Except for postgresql.

wanderr · on March 5, 2010

It certainly seems that the NoSQL movement is largely fueled by two facts: 1. MySQL sucks 2. Oracle is expensive

I'd love to see Postgresql get more attention, as I feel that they have scaling up and scaling out handled fairly well, whereas MySQL/InnoDB has a hard time even scaling up (which is why the Drizzle project even exists).

wmf · on March 3, 2010

Does Postgres partition across a cluster? That's what we're talking about here.

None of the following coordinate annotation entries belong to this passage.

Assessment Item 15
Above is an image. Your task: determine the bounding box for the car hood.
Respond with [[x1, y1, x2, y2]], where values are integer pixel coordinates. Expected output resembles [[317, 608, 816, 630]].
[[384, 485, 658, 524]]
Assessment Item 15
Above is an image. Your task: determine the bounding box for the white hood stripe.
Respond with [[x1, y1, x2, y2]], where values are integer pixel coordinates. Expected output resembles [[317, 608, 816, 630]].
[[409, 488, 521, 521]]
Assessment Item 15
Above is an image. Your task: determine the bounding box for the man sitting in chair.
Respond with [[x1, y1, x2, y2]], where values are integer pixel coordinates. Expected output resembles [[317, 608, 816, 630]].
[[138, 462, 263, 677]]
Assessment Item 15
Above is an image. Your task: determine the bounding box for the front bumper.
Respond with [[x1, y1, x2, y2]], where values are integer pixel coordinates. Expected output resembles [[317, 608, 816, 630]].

akvadrako · on March 3, 2010

Yes. This is what Skype does.

tpz · on March 3, 2010

I'm not even so sure that they are unnecessarily complicated to scale, or that you should need or have to replace the features you list. I am sure, however, that everything you list ends up needing to happen if the solution chosen doesn't apply well to the problem at hand.

When you really dig deep down into each and every article on this subject, whether for or against NOSQL, the most important (and yet unstated) fact is this:

It isn't that RDBMS systems scale or don't scale, or that NOSQL systems scale or don't scale, it's that any solution which prioritizes (just for example) consistency and availability is not going to scale effectively for a problem that instead prioritizes availability and partition tolerance.

I am willing to bet that any time a problem and a given solution don't align on the two attributes they've respectively prioritized from CAP, there will be a claim that the solution "doesn't scale". The reality is just that the solution wasn't applicable to the problem at hand. If instead one evaluates solutions which match the problem's CAP priorities, the solutions will scale effectively (modulo their individual pros and cons relative to the other options within the evaluated CAP-priority-matching set of possible solutions, of course.)